Revenues continue to decline but those obligations, especially the deferred HR ones, remain a liability against vastly smaller revenues.
These obligations are gone the day Kodak files chapter 11, which seems a given under the current circumstances. After that Kodaks film business might well be profitable for a while, depending of whether they can handle the decline in movie film business. Ask Ilford how they did it. Ask Polaroid how not to do it.
It is mathematically impossible for film to have been profitable when outstanding obligations remain high but revenues decline by such staggering amounts. Kodak's rearguard action has been to focus on motion picture film and sell patents.
At the same time Kodak spent next to zilch on research and development, which saved them a bundle and makes mathematical possibility possible :tongue:
The concept that film's decline for Kodak being caused by a resource shift to digital is pure fantasy.
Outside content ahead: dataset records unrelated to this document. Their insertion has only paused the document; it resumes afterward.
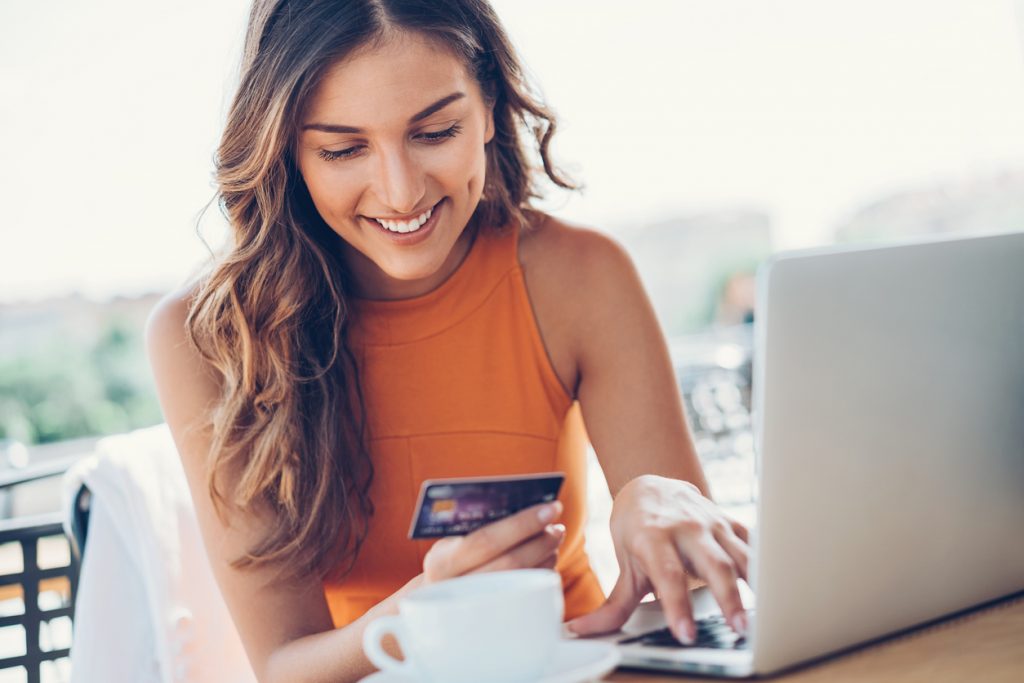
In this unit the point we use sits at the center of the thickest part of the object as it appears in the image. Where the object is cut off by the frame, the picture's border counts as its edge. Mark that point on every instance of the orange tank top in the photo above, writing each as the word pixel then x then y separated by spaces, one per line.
pixel 458 383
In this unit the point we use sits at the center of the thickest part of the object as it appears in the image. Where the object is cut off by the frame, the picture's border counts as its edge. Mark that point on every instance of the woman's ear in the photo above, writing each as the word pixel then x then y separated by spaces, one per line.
pixel 488 132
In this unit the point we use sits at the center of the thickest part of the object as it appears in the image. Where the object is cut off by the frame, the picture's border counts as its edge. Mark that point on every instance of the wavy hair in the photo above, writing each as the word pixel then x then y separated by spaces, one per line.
pixel 271 313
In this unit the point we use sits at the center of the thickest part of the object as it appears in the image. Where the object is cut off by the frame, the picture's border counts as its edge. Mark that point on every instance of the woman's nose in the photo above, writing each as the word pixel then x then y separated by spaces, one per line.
pixel 400 182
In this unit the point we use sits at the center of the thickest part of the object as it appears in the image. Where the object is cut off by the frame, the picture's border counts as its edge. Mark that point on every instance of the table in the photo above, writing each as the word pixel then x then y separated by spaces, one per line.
pixel 985 644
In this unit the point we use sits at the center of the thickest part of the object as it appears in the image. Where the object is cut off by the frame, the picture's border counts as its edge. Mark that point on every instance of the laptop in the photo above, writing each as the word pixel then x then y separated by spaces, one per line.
pixel 889 429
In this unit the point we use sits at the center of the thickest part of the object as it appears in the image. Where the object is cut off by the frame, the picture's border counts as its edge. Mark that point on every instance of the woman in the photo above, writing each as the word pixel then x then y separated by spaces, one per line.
pixel 390 310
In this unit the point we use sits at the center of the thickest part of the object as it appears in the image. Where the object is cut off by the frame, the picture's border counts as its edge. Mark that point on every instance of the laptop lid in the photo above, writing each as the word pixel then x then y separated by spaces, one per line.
pixel 889 413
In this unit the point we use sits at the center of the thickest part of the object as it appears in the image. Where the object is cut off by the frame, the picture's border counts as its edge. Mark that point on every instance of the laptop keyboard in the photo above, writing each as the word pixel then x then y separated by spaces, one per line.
pixel 712 632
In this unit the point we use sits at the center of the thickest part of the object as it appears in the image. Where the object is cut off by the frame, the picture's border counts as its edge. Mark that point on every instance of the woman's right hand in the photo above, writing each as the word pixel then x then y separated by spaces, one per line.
pixel 526 540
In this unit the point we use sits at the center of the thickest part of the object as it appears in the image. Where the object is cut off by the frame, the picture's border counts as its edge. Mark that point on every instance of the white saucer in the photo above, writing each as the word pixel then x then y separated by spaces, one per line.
pixel 574 662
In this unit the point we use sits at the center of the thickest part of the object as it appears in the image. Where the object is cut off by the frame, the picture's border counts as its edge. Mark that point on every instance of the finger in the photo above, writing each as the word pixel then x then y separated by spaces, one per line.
pixel 464 554
pixel 659 560
pixel 739 529
pixel 616 609
pixel 715 566
pixel 737 550
pixel 530 553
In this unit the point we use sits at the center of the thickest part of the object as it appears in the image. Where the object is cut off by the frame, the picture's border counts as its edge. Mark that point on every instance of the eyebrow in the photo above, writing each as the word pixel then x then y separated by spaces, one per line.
pixel 436 107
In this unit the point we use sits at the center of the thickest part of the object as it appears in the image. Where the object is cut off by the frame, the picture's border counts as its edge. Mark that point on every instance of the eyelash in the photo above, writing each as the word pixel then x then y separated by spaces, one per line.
pixel 430 138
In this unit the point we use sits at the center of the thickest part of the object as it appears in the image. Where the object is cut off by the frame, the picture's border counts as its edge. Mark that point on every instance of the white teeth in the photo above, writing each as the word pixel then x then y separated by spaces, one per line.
pixel 399 226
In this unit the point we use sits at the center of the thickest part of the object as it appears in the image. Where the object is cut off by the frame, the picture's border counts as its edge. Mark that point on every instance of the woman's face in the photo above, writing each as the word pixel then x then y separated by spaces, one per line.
pixel 391 147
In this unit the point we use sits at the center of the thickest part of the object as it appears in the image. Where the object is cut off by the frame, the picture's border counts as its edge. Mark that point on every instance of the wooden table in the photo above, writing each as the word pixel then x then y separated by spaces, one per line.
pixel 985 644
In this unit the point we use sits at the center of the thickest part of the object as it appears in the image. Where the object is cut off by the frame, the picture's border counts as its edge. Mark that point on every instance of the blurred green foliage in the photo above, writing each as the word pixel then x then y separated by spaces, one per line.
pixel 64 390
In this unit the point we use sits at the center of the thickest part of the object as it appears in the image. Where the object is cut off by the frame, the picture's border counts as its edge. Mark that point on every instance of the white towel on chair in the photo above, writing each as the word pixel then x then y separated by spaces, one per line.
pixel 147 606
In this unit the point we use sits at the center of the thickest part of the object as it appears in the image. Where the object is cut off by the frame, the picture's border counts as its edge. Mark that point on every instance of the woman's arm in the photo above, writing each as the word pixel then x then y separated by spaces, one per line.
pixel 286 628
pixel 666 530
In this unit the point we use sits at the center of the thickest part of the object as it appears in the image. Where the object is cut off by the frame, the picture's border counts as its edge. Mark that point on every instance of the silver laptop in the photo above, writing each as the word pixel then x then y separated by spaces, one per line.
pixel 889 423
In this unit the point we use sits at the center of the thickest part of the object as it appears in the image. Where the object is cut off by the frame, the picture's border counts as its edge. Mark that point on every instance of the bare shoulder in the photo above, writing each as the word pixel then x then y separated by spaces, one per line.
pixel 185 384
pixel 576 278
pixel 581 271
pixel 574 254
pixel 165 327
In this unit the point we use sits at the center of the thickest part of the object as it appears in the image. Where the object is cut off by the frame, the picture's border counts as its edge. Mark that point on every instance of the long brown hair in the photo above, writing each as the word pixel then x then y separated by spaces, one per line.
pixel 271 314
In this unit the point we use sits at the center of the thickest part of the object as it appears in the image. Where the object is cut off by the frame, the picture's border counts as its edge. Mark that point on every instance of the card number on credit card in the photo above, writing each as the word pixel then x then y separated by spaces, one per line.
pixel 456 507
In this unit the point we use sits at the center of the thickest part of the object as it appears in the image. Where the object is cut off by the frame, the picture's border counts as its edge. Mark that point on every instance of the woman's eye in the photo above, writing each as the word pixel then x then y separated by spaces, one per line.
pixel 330 155
pixel 441 135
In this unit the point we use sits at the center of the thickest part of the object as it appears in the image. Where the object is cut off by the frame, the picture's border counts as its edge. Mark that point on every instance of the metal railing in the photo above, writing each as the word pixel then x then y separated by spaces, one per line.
pixel 37 599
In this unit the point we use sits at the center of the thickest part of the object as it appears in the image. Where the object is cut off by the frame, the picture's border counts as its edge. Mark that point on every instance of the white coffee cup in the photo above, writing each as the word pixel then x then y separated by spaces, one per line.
pixel 500 627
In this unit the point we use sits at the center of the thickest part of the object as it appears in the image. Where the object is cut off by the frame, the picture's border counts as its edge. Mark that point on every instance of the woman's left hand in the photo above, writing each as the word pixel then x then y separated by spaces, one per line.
pixel 664 531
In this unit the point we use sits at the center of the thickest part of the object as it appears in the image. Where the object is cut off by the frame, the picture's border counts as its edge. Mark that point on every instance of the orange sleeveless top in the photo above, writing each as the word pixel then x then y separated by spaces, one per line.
pixel 458 383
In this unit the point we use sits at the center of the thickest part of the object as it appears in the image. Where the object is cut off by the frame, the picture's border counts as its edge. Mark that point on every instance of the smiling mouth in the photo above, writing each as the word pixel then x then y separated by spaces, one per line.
pixel 404 226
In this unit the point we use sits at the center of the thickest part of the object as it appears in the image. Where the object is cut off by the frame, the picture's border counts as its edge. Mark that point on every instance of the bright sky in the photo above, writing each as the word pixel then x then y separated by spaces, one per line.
pixel 111 111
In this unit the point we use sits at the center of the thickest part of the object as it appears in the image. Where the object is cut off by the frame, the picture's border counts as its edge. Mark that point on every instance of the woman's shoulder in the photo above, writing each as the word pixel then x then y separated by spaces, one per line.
pixel 572 259
pixel 166 322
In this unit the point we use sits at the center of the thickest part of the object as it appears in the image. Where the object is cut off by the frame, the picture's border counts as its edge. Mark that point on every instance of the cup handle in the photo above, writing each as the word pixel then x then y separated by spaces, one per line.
pixel 372 645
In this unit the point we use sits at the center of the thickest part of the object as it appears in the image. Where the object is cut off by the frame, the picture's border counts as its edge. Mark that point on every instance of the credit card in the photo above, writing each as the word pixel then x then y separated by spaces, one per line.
pixel 458 506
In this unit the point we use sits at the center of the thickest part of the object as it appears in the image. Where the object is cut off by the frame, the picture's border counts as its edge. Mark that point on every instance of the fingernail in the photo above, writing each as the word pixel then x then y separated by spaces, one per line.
pixel 738 623
pixel 550 511
pixel 686 632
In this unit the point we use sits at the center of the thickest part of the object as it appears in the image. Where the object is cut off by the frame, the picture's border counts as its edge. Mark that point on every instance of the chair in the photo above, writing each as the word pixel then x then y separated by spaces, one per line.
pixel 146 607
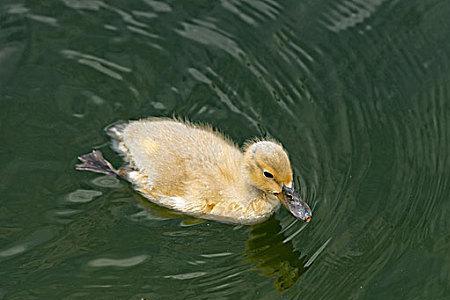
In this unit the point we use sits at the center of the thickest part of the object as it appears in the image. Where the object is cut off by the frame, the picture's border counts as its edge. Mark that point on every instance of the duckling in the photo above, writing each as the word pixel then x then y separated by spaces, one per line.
pixel 195 170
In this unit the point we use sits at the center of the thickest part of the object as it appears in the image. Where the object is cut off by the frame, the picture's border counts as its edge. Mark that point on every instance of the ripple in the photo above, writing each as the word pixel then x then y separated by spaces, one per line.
pixel 107 182
pixel 83 196
pixel 186 275
pixel 13 250
pixel 158 6
pixel 209 36
pixel 347 14
pixel 122 263
pixel 102 65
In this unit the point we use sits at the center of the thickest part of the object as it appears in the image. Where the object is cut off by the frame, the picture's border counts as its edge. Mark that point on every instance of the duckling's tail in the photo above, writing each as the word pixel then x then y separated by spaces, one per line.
pixel 95 162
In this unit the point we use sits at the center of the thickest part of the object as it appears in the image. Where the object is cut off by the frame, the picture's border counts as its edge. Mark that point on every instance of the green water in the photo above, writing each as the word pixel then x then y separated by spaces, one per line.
pixel 356 90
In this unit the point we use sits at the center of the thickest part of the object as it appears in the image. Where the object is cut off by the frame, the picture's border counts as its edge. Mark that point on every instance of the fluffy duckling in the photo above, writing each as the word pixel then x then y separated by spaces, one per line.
pixel 197 171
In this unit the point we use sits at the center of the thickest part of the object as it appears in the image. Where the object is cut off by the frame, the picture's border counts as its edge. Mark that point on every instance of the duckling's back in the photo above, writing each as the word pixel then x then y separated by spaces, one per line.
pixel 178 159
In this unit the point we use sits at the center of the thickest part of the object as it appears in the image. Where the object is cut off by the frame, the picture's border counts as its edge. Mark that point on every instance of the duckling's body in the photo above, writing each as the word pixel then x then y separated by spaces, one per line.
pixel 192 169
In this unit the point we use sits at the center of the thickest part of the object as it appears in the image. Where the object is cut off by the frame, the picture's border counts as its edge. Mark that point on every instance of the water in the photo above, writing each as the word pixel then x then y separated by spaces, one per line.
pixel 356 90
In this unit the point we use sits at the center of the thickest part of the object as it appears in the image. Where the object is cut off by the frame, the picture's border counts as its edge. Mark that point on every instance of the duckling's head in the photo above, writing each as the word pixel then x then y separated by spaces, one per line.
pixel 269 170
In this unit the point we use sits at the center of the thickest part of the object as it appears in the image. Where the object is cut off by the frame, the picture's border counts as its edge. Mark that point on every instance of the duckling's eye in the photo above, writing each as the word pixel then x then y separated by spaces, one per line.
pixel 267 174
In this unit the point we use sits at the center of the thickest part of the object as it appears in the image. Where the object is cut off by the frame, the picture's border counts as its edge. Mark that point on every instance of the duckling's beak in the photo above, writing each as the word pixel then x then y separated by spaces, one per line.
pixel 295 204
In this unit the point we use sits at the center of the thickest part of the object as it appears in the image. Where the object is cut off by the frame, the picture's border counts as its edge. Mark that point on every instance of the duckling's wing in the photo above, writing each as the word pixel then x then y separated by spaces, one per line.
pixel 116 132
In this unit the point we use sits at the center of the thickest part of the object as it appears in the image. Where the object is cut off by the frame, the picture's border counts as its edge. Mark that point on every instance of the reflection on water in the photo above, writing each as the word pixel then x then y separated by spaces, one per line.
pixel 273 256
pixel 356 90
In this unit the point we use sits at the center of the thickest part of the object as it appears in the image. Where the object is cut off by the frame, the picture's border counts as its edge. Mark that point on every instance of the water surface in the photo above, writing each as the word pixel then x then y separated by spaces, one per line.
pixel 356 90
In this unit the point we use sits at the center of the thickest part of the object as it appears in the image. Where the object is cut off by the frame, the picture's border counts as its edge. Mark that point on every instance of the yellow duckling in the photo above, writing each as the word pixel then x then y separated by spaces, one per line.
pixel 197 171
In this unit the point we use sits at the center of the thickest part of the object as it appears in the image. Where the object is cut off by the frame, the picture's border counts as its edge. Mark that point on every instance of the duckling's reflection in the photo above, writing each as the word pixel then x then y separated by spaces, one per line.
pixel 273 257
pixel 264 248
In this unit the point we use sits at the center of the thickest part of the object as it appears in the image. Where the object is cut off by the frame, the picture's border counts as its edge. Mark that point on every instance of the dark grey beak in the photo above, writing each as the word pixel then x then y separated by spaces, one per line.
pixel 296 205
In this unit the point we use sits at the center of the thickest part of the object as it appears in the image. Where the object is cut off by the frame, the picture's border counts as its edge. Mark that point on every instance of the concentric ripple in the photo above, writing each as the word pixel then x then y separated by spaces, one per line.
pixel 357 91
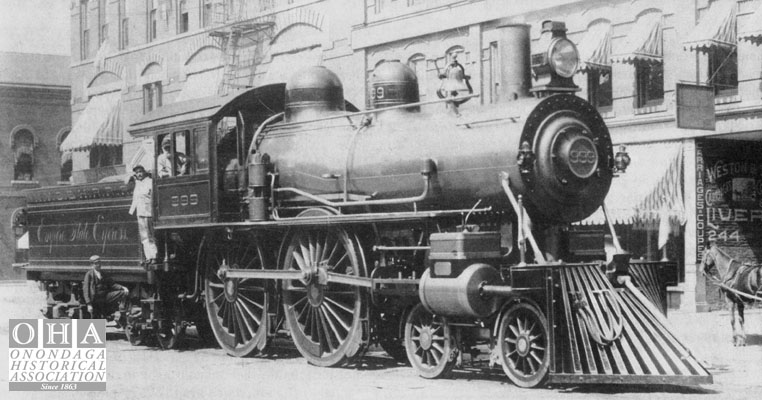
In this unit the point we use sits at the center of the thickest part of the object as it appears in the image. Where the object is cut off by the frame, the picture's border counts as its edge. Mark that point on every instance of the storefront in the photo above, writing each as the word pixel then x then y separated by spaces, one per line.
pixel 728 206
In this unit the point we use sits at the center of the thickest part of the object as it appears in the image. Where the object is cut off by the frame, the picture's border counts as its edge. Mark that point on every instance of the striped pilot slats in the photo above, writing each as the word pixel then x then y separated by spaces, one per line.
pixel 646 277
pixel 644 350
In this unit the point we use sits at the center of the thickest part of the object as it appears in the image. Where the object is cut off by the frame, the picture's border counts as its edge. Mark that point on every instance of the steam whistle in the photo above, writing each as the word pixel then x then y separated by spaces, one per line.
pixel 258 187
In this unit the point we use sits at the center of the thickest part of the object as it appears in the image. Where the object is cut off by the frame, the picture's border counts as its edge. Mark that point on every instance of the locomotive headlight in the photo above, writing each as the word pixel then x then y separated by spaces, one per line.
pixel 556 62
pixel 563 57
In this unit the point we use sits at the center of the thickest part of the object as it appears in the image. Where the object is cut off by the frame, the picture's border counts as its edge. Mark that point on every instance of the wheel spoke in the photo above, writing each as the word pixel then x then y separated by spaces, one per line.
pixel 524 323
pixel 297 303
pixel 336 333
pixel 333 251
pixel 303 265
pixel 333 266
pixel 514 330
pixel 252 302
pixel 247 312
pixel 327 338
pixel 336 316
pixel 341 306
pixel 241 332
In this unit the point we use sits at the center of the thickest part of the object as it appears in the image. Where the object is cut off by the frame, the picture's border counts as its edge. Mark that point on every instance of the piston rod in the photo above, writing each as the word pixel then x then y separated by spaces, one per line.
pixel 496 290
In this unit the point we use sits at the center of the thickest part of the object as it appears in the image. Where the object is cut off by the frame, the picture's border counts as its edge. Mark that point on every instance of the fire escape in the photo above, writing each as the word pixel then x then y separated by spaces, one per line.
pixel 236 34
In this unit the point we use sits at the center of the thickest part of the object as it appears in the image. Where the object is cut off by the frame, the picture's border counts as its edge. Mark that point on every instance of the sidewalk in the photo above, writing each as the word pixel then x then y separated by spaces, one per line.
pixel 709 336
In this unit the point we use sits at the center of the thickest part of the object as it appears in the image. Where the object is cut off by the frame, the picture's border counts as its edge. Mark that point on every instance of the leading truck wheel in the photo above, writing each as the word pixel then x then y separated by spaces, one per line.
pixel 523 343
pixel 325 318
pixel 237 308
pixel 429 344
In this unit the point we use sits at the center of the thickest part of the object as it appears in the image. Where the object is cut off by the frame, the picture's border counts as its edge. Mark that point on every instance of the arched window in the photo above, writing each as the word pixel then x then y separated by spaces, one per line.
pixel 66 158
pixel 23 152
pixel 417 62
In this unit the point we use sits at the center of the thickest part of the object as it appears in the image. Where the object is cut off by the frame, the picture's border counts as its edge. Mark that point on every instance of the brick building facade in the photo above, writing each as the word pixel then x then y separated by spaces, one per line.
pixel 130 56
pixel 35 117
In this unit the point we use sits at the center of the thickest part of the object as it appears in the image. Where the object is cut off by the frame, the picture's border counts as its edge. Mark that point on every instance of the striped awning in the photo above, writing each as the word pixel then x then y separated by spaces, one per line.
pixel 717 28
pixel 99 124
pixel 595 48
pixel 753 30
pixel 644 43
pixel 201 84
pixel 651 185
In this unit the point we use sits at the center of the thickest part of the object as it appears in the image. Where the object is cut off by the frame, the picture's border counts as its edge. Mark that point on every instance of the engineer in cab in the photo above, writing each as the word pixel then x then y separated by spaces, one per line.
pixel 171 163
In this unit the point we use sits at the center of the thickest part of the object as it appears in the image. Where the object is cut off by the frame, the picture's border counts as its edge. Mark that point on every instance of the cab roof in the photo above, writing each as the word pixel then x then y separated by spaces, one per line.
pixel 269 99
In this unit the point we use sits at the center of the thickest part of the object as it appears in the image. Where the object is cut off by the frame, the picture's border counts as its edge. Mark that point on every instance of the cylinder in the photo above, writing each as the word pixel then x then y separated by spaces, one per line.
pixel 461 296
pixel 257 199
pixel 513 49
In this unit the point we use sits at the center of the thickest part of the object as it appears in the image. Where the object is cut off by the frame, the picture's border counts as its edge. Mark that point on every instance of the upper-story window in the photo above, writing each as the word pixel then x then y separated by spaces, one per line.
pixel 265 5
pixel 66 158
pixel 152 20
pixel 723 71
pixel 151 96
pixel 84 44
pixel 182 17
pixel 643 49
pixel 716 36
pixel 23 151
pixel 124 23
pixel 600 88
pixel 417 63
pixel 102 23
pixel 206 12
pixel 649 81
pixel 595 61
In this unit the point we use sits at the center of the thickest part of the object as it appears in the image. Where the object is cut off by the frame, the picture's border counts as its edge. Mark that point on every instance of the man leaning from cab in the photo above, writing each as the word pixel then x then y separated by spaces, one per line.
pixel 169 164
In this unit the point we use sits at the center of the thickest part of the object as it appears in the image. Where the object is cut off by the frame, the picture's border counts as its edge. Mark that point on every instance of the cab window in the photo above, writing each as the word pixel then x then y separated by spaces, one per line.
pixel 201 159
pixel 173 158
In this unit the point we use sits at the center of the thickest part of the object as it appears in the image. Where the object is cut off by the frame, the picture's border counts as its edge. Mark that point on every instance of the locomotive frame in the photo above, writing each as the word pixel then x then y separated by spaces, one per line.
pixel 253 241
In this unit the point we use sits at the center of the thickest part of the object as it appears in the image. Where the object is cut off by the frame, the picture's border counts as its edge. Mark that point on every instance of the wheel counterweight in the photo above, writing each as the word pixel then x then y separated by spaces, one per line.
pixel 523 345
pixel 237 308
pixel 325 318
pixel 429 344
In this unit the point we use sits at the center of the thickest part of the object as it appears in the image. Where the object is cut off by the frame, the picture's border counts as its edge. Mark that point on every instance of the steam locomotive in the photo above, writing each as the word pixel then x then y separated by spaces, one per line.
pixel 410 225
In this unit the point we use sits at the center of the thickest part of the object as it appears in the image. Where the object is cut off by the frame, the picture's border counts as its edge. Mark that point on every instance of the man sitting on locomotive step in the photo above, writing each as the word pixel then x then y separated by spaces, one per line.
pixel 141 205
pixel 165 162
pixel 102 295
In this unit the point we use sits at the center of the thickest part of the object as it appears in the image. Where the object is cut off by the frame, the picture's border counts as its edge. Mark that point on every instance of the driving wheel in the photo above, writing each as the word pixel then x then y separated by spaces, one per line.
pixel 325 318
pixel 237 308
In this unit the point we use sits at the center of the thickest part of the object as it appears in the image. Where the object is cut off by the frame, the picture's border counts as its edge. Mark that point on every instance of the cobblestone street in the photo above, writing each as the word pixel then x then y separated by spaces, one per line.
pixel 203 373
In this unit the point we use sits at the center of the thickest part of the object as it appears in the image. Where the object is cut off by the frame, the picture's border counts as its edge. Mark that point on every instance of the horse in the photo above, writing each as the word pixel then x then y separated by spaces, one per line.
pixel 741 283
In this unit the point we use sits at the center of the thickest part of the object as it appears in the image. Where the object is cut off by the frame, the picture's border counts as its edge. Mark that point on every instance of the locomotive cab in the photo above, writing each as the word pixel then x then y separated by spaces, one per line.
pixel 200 150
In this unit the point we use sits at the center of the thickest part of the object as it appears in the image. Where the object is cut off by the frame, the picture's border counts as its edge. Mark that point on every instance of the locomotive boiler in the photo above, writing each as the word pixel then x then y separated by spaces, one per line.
pixel 432 229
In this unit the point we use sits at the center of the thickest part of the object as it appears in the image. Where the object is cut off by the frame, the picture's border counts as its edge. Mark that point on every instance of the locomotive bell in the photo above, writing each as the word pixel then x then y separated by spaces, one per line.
pixel 393 83
pixel 313 92
pixel 454 81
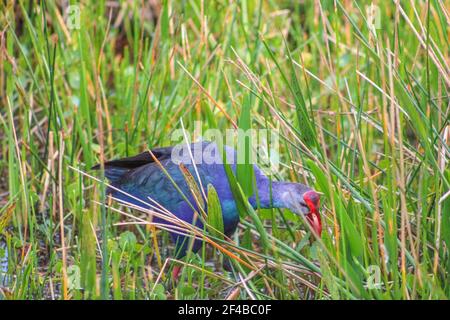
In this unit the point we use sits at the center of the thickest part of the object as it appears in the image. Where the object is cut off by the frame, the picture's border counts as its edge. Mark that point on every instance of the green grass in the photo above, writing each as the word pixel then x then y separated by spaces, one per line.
pixel 363 115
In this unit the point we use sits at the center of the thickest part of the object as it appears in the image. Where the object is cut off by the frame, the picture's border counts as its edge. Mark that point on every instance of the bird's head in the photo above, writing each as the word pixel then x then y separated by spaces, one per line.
pixel 303 200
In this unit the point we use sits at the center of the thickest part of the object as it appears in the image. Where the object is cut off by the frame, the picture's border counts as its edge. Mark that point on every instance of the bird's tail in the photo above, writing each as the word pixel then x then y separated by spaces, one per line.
pixel 116 169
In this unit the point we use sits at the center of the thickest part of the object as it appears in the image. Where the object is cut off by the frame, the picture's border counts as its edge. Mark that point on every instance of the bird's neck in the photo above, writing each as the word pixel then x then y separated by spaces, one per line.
pixel 270 194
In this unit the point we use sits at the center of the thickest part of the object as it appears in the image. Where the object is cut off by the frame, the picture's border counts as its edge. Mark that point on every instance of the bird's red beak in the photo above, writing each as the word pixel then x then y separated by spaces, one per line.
pixel 312 200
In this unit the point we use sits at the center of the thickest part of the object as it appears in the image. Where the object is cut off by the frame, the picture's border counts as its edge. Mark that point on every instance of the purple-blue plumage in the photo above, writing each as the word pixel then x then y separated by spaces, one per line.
pixel 140 178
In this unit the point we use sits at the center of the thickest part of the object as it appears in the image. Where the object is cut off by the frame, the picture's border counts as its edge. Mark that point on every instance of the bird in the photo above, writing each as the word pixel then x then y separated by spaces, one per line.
pixel 141 181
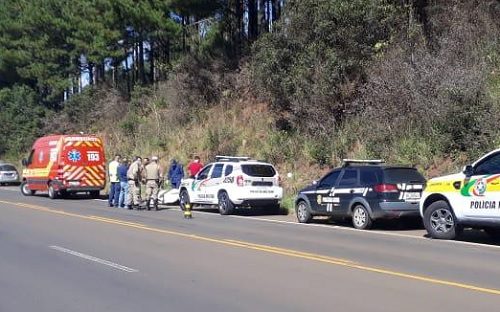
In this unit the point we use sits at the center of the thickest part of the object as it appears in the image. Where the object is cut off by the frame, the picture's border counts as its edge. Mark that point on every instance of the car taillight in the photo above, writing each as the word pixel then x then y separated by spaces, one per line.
pixel 240 180
pixel 386 188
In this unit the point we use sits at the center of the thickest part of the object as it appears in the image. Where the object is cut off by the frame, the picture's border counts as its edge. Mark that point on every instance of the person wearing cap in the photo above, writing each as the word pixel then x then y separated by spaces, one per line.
pixel 114 182
pixel 134 183
pixel 122 176
pixel 175 174
pixel 152 176
pixel 195 166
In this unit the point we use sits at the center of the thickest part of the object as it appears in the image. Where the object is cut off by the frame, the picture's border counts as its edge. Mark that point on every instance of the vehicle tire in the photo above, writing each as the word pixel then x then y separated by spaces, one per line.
pixel 493 232
pixel 440 221
pixel 25 189
pixel 226 207
pixel 184 199
pixel 303 213
pixel 361 219
pixel 274 209
pixel 95 194
pixel 52 192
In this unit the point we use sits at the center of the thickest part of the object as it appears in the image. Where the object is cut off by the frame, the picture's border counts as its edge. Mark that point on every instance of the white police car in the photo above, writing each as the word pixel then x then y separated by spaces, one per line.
pixel 470 198
pixel 232 182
Please tell me who claimed that. I have followed most of the threads regarding Kodak but I have not read this anywhere. You'll find more folks blaming HAARP on this than people claiming what you wrote.
In theory, the only way one can shift film into the black side is to remove those obligations through internal division mapping. This is not GAAP and no one buys that concept, which is one reason why EK is now a penny stock. Flailing about with pensions and patents is management desperation.
Bean counters. Making the impossible possible since beginning of capitalism :wink: Bernie Madoff's ponzi scheme was possible for much too long that I would trust in GAAP requirements.